Fig 3. Normal vascular structure with decreased tone in mice with SMC-specific MR deletion

(a) Elastin and (b) trichrome staining of representative thoracic aorta sections from 3, 9, and 18 month-old Cre− and Cre+ littermates. Medial area and collagen content are quantified on right. Scale bar = 100 μm (c) Passive vessel area, lumen area and distensibility in cannulated mesenteric resistance arteries (MRA) from aged (>9 months-old) Cre− and Cre+ mice over a range of intraluminal pressures. (d) Passive and active diameters of cannulated MRA from aged Cre− and Cre+ mice over a range of intraluminal pressures. P < 0.001 for active versus passive tone. Average spontaneous tone at 70 mmHg is calculated as the percent decrease in active lumen diameter from the passive diameter and compared on the right. (e) Mesenteric SMC patch clamp studies: Upper panels show representative whole cell K⁺ current recordings for Cre− and Cre+ mesenteric SMC. BKCa component is isolated by inhibition with the BKCa inhibitor iberiotoxin (IBTX; 10⁻⁷M) and voltage-gated K⁺ channels (Kv) by inhibition with 4-aminopyridine (4-AP; 10⁻³M). Middle panels show group data: circles=total K+ current; squares=after inhibition with IBTX; and triangles=after inhibition with both IBTX and 4-AP. Lower panels show responses to the BKCa activator, NS1619 presented as percent of basal current. Stimulatory effect of NS1619 is reversed by IBTX. (f) Expression of BKCaα (Kcnma1 gene), BKCaβ (Kcnmb1 gene), and Cav1.2 (Cacna1c gene) mRNA in aortas isolated from Cre− and Cre+ aged mice by QRT-PCR. (g) Contractile response of pressurized MRA (at 70 mmHg) to PE or L-type calcium channel activation with BayK8644 is represented as percent decrease in MRA diameter upon agonist treatment of aged vessels. For all figures grey represents Cre− and black represents Cre+. *P < 0.05, **P < 0.01, ***P < 0.001.

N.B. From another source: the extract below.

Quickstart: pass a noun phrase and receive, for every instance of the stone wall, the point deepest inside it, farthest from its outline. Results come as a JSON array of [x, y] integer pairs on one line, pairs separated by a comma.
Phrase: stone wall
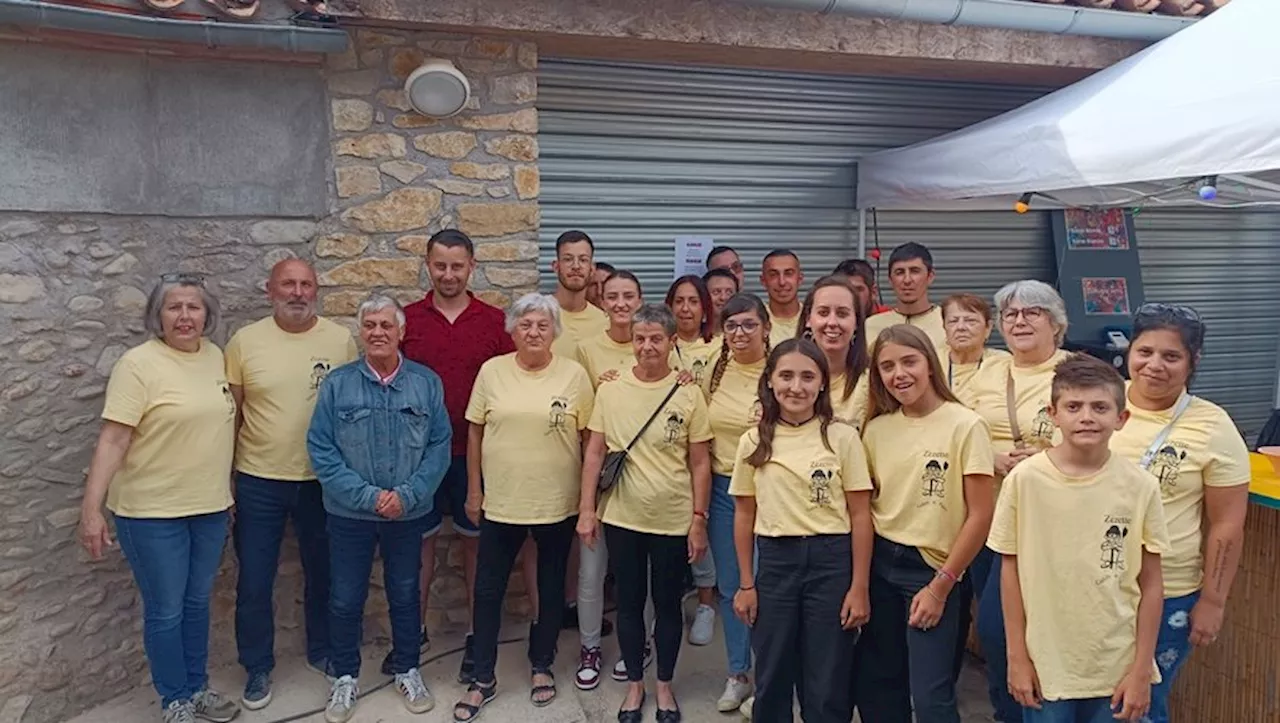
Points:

Fig 4. SMC-MR contributes to the hypertensive, contractile, and oxidative stress response to AngII

Average 24 hour systolic BP measured by telemetry in (a) adult (3–4 month-old) and (b) aged (>9 month-old) Cre− and Cre+ mice during seven day AngII infusion. P < 0.001 for Cre− adult versus Cre− aged mice. Contraction of mesenteric resistance arteries from (c) adult and (d) aged Cre− and Cre+ mice, to AngII treatment. Superoxide production in carotid arteries from (e) adult and (f) aged Cre− and Cre+ mice, quantified with dihydroethidium (DHE) staining following 30min ex vivo treatment with vehicle or AngII. Scale bar = 200 μm. For all figures grey represent Cre− mice and black represent Cre+ mice. #P < 0.05 versus no AngII. *P < 0.05, **P < 0.01, ***P < 0.001 Cre+ versus Cre− or as indicated.